Ballet vs. basketball
He remembers finding ballet therapeutic, in a way, as he figured out his sexual identity; it showed him a way to break through the walls he'd put up to protect himself.
"I think dancing also helps free that as well, because you're physically expressing yourself so therefore you can't help but actually share who you are," he said.
Curtis's experience is fairly common for a certain generation of male dancers at the Stratford Festival.
Stephen Cota, the associate choreographer of Billy Elliot, remembers being teased in the dressing room for Grade 9 gym class.
"I didn't understand. I was like, 'Why are you allowed to like basketball, but I'm not allowed to like ballet.' To me, it's just as athletic — if not more," he said.
The show's star, Nolen Dubuc, 11, was the only boy in his dance class when he started out at age four.
But times have changed. Despite learning to dance among a sea of leotards, Dubuc says he never felt isolated or alone. In fact, he says he didn't even really notice.
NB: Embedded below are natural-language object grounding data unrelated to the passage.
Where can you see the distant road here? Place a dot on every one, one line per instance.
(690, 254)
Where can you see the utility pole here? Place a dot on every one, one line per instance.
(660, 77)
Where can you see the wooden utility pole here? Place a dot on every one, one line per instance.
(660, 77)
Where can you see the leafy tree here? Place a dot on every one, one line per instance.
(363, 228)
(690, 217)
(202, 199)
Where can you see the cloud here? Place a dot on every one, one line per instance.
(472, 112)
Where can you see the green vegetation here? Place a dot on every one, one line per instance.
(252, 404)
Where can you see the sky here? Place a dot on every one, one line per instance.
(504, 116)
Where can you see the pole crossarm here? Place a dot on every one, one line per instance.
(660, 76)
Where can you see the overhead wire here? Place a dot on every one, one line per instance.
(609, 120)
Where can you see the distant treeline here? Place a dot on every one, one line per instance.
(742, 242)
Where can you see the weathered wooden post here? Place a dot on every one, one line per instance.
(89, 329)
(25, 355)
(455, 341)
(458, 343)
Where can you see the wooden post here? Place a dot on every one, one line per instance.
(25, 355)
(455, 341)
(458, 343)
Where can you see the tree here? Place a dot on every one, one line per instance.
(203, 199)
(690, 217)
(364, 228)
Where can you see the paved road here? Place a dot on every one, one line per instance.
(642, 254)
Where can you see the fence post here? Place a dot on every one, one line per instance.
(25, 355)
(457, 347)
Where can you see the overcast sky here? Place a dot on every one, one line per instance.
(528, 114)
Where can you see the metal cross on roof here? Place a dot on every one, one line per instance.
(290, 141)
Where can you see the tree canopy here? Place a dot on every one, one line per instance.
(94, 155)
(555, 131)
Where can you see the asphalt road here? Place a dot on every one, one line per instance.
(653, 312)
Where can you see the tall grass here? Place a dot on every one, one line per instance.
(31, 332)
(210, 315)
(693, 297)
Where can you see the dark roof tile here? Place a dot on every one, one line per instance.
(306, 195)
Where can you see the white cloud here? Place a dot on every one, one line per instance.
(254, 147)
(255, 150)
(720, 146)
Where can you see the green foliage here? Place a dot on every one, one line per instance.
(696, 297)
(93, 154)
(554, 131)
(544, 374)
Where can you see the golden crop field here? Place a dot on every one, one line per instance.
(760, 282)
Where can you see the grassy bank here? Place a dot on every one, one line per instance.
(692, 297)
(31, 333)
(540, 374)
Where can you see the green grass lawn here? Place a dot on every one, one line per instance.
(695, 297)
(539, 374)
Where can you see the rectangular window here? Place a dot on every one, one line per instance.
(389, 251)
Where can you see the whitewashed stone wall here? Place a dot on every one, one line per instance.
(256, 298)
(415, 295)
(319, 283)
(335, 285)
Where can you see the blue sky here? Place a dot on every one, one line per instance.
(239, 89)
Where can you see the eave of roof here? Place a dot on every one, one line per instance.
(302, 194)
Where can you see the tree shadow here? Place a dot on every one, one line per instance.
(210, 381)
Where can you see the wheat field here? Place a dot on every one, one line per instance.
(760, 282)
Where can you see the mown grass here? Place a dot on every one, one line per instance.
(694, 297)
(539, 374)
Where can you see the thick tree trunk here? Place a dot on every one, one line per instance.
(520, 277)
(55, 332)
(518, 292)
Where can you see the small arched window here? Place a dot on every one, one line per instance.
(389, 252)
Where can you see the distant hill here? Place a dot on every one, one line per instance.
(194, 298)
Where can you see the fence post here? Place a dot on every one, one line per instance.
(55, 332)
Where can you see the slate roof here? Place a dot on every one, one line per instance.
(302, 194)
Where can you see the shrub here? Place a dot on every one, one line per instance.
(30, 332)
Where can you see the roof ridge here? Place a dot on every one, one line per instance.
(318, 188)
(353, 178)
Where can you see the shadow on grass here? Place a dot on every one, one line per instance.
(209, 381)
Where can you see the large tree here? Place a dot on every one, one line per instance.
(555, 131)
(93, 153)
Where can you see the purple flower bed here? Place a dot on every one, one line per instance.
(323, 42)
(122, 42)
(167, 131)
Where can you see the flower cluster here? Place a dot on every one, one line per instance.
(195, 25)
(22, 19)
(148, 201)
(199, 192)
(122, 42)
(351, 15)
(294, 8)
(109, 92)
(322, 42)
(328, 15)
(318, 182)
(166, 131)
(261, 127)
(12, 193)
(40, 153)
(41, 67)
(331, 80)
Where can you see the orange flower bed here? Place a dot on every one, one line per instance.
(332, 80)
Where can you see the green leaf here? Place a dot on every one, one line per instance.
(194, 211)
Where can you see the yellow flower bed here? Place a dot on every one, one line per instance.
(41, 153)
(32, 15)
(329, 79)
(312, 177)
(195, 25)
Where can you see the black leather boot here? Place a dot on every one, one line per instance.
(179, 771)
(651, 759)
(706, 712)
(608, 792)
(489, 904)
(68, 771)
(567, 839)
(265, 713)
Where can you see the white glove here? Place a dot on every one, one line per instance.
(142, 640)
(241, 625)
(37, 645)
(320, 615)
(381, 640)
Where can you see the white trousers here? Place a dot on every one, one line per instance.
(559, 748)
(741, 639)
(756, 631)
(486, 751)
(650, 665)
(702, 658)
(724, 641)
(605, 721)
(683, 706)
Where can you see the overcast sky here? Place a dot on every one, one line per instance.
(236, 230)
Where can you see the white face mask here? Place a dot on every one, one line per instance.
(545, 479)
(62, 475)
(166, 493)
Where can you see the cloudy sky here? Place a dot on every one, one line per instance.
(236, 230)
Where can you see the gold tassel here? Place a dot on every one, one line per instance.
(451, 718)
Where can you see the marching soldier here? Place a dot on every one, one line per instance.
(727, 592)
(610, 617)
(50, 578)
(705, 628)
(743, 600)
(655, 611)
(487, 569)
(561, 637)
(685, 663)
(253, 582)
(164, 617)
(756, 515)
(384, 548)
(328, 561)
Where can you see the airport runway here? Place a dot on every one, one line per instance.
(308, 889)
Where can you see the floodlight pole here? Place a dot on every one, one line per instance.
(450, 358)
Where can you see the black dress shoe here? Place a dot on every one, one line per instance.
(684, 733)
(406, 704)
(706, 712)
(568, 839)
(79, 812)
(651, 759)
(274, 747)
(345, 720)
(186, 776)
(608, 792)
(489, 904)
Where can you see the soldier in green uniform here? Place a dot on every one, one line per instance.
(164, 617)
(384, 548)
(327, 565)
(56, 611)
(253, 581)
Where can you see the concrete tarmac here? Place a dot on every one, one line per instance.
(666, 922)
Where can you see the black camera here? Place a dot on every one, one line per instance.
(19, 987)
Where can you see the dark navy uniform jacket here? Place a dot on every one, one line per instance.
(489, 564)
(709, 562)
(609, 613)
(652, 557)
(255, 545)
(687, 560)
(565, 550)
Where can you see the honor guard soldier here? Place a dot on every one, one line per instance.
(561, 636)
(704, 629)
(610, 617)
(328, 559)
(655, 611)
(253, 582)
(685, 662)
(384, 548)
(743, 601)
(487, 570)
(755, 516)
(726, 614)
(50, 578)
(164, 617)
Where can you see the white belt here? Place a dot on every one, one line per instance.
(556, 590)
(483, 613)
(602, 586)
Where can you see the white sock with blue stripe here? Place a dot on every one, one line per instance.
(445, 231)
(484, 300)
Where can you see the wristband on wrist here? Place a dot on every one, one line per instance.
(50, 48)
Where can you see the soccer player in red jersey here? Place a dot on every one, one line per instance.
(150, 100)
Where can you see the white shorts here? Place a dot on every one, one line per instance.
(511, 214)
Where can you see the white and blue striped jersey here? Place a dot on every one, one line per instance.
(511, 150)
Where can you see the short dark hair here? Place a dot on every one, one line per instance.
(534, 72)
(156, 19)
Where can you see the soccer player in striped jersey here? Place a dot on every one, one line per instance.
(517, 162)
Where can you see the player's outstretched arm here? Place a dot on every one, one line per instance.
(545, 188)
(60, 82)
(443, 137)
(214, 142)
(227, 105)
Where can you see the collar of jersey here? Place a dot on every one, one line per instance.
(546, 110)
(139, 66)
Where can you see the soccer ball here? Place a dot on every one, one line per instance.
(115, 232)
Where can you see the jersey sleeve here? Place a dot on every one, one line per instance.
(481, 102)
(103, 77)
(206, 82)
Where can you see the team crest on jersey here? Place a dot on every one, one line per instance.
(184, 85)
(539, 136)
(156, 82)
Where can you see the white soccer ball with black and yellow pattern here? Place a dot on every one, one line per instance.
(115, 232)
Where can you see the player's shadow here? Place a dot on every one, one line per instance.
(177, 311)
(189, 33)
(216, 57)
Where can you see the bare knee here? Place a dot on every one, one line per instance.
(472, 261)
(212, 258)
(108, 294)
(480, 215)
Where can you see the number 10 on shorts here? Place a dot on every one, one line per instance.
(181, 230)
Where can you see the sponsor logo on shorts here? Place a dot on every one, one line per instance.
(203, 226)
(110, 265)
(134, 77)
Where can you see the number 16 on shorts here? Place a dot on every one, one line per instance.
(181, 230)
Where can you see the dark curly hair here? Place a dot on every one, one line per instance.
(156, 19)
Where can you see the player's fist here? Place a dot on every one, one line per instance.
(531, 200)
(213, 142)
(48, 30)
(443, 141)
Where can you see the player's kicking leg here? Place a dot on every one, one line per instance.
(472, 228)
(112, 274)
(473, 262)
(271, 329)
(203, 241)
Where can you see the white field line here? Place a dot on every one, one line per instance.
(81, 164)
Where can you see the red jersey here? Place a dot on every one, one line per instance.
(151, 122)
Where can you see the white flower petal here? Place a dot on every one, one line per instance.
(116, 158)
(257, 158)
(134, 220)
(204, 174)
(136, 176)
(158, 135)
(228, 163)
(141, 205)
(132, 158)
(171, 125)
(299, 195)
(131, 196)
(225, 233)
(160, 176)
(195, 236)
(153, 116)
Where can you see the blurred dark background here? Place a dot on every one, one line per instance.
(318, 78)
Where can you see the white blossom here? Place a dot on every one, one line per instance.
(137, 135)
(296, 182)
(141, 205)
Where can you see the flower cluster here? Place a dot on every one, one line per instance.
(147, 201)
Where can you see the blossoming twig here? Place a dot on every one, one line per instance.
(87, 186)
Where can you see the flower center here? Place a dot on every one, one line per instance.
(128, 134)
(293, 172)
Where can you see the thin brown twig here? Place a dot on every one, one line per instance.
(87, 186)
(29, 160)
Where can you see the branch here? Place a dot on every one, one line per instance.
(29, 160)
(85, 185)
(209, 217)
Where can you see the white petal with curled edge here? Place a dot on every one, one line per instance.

"When I was younger, I was really only friends with girls because that's just what I was around. So it didn't really phase me. It's the way it is, you know?" he said.
Cota says there's been a shift in acceptance and popularization of the sport in mainstream media. It's translating into more male dancers at auditions — and greater selection to choose from in casting.
"We're seeing it on TV now with all these reality television shows like World of Dance, So You Think You Can Dance," said Cota.
"I remember a big dance call, when I was first starting to audition, was about 25 guys — that was huge. And now we're seeing upwards of 60 to 70 guys who walk into the room," he said.
"And the talent is fierce."
'It's for yourself'
Dubuc says he feels very lucky he started to dance in a time when people started to be more accepting.
"Everyone's … supporting of dance," he said. "They're not like, 'Oh you dance? That's weird.'"
Emerson Gamble, 13, moved away from his hometown of London, Ont., when he was 10 to go to Canada's National Ballet School.
"I'm very lucky, because the studio I was at [when I started dancing] there were boy dancers, and then at ballet school, of course, there are many, many ballet dancers, and here there's even more dancers from different styles and backgrounds," he said.
Now he plays Billy's best friend Michael in the show and credits male role models like his older brother, who also studied at Canada's National Ballet School.
"Because I've been surrounded by so many other male dancers, it's kind of helped my confidence to know that if someone's really telling me that dancing's not OK and that I put on a tutu, it doesn't matter," said Gamble.
"I know that I'm getting better and I'm working toward something I want. It's not for [them] it's for yourself, and bettering yourself."